Je früher ein Knorpelschaden diagnostiziert wird, umso besser stehen also die Heilungschancen?
Auffällige Symptome abklären zu lassen, ist immer sinnvoll – gerade wenn eine Schwellneigung oder Funktionsstörung des Gelenks besteht. Wenn man so will, existiert hier schon eine Art Kaskadeneffekt. Ein kleiner Knorpelschaden birgt immer die Gefahr, dass sich das Milieu im betroffenen Gelenk derart verändert und sich im Laufe der Zeit zu einem kompletten Gelenkverschleiß weiterentwickelt. Gerade für die Frühphasen wie dem isolierten oder dem beginnenden degenerativen Knorpelschaden existieren mittlerweile gute Methoden, mit denen man auch langfristig die Notwendigkeit künstlicher Gelenke vermeiden kann.
Welche konservativen Therapien existieren für die Behandlung eines Knorpelschadens?
Zu den konservativen Therapien zählen abschwellende Maßnahmen wie Eisauflagen und symptomatische Behandlungen wie Bandagierungen oder Lymphdrainagen. Im Zentrum der konservativen Therapieformen steht immer der Versuch, den Bereich zu entlasten, in dem der Knorpelschaden besteht. Da ein Knorpelschaden nie komplett isoliert auftritt, muss man immer das gesamte Gelenk betrachten. Besteht beispielsweise auf der Innenseite eines Knies ein Knorpelschaden, betrachtet man die Beinachse und versucht, diese nach Möglichkeit durch Einlagen zu korrigieren, sodass die Belastung des Kniegelenks anschließend auf die Außenseite verlagert wird. Mittlerweile gibt es aber auch Orthesen, die die betroffene Stelle entlasten können.
Worauf zielen operative Therapien ab? Muss hier immer gleich das Gelenk ersetzt werden?
Nein, man muss nicht immer gleich auf ein künstliches Gelenk, beispielsweise in Form einer Knieprothese, zurückgreifen. Die regenerativen, erhaltenden Operationen zielen auf eine isolierte Behandlung des defekten Bereiches ab. Hier kommt es immer auf die Größe des Defektes an. Für kleinere Knorpelschäden eignen sich beispielsweise Anfrischungsmethoden. Dabei wird mittels kleiner Läsionen Knochenmark in den betroffenen Stellen angereichert, wodurch sich eine Ersatzschicht bildet. Bei größeren Knorpeldefekten ist für den regenerativen Bereich eine Knorpelzelltransplantation die Behandlung der Wahl.

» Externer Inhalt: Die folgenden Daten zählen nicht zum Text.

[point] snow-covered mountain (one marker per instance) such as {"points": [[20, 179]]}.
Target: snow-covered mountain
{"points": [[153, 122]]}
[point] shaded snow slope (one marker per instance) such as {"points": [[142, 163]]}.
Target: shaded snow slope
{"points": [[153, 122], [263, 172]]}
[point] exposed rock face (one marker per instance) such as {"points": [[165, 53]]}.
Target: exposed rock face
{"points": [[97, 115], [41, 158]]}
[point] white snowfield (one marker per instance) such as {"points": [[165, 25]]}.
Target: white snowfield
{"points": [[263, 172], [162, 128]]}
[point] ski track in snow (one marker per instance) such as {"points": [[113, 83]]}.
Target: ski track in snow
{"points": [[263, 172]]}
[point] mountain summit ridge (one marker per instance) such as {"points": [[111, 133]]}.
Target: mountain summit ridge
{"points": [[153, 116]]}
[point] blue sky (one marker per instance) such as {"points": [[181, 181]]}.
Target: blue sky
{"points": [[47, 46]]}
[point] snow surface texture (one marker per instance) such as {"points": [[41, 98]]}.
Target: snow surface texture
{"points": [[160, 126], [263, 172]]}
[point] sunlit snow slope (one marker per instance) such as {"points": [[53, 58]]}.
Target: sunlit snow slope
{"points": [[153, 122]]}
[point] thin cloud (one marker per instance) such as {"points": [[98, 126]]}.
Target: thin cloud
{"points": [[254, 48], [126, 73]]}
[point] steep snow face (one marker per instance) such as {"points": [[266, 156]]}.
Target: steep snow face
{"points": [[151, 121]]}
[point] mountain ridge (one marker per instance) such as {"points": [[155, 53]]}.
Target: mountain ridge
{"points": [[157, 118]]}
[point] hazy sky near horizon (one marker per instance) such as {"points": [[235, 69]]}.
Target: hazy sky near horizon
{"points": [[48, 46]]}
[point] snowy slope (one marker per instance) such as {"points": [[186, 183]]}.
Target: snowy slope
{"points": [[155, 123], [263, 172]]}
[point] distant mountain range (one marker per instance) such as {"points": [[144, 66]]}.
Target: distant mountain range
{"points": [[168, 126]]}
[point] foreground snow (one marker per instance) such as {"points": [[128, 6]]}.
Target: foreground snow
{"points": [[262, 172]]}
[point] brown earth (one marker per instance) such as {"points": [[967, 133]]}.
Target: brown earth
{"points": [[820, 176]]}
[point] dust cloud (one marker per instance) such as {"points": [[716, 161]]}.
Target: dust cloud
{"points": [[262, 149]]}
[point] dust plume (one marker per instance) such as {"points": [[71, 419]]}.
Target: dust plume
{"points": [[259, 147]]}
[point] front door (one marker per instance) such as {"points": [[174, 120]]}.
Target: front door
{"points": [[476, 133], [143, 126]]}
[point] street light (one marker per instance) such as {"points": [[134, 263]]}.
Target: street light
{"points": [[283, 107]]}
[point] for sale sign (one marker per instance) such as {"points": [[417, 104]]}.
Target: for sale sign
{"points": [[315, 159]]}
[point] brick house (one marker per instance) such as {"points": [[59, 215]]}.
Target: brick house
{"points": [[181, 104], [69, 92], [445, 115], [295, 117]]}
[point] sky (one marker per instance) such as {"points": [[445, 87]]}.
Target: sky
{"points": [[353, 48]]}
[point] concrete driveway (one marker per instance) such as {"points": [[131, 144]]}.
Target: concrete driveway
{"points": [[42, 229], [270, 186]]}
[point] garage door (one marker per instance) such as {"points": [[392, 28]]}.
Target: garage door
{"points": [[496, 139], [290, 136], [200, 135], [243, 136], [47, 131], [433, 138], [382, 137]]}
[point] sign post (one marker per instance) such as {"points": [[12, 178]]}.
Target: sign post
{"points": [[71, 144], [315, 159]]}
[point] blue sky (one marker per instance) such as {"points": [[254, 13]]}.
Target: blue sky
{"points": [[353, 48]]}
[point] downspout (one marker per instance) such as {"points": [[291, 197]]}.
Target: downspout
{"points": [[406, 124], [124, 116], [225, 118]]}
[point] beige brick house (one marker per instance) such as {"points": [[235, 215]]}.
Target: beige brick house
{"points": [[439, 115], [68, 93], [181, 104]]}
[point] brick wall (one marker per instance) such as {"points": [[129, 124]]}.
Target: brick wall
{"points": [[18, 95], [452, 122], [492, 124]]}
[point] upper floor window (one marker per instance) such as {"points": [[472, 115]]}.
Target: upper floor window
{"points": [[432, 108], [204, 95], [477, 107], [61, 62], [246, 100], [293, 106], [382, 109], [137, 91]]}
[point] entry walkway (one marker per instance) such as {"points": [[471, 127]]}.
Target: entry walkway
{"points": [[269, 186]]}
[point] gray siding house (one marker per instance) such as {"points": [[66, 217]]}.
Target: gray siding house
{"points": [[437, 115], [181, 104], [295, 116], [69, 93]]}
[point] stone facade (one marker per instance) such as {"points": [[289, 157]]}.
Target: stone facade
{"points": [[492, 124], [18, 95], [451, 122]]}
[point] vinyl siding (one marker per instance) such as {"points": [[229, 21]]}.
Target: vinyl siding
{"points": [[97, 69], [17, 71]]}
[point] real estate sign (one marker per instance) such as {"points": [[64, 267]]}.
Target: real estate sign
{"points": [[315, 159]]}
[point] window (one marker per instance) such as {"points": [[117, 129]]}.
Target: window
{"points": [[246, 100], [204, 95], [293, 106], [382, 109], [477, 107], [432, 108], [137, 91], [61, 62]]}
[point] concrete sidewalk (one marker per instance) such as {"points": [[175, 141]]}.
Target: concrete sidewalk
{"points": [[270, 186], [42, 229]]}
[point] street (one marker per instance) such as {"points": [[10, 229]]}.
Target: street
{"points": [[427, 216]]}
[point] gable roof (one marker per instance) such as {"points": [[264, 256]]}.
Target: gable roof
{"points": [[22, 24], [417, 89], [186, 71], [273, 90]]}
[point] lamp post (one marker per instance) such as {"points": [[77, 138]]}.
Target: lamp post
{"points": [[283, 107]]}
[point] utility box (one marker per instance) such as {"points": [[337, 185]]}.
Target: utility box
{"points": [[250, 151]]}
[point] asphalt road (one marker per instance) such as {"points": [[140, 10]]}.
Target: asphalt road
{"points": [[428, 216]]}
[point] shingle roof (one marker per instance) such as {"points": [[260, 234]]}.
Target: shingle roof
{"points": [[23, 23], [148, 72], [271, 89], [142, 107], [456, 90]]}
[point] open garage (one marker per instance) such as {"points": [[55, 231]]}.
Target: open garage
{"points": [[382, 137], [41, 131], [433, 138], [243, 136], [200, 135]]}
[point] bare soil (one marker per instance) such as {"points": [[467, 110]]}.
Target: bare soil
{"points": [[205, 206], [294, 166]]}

Wie läuft eine Knorpelzelltransplantation ab?
Bei der Knorpelzelltransplantation handelt es sich um eine zweizeitige Operation: Bei der ersten Operation werden dem Patienten Knorpelzellen aus einer nicht belasteten Stelle entnommen. Anschließend werden sie im Labor gezüchtet und vermehrt. In einem zweiten Eingriff werden die körpereigenen Zellen in den Knorpeldefekt eingebracht, wo sie einen neuen Knorpel bilden können.
Welche speziellen Voraussetzungen müssen für eine Knorpelzelltherapie erfüllt werden?
Die Knorpelzelltransplantation funktioniert am besten bei einem isolierten Knorpelschaden, bei dem der Rest des Gelenks weitestgehend in Ordnung ist. Es muss also immer das ganze Gelenk betrachtet werden. Problematisch wird es beispielsweise bei einer größeren Achsabweichung. Hier muss man sich parallel zur Knorpelzelltransplantation um eine Begradigung des Beins kümmern oder auch eine vorhandene Instabilität oder etwaige Meniskusschäden mit behandeln. Studien zeigen, dass eine Knorpelzelltransplantation ohne diese zusätzlichen Maßnahmen in der Regel weniger erfolgreich ist.
Welche Aussicht auf Heilung besteht nach einem Knorpelschaden? Kann man danach wieder Sport treiben?
Ja, das kann man – das belegen mittlerweile auch zahlreiche Studien. Ausdauersport wie Radfahren, Joggen und Schwimmen sind gut geeignet. Die Rückkehr zu Stop and Go-Sportarten braucht sicher etwas länger. Hier ist ein optimaler muskulärer Status und eine gute Koordination zum Schutz des Gelenks zwingend nötig. Das macht die Therapie sicherlich langwieriger als bei anderen Sportarten. Studien zeigen aber sehr gut, dass in über 80 Prozent der Fälle eine Rückkehr zum Sport nach einer Knorpeltherapie möglich ist – wenngleich vielleicht auch mit leichten Leistungseinbußen.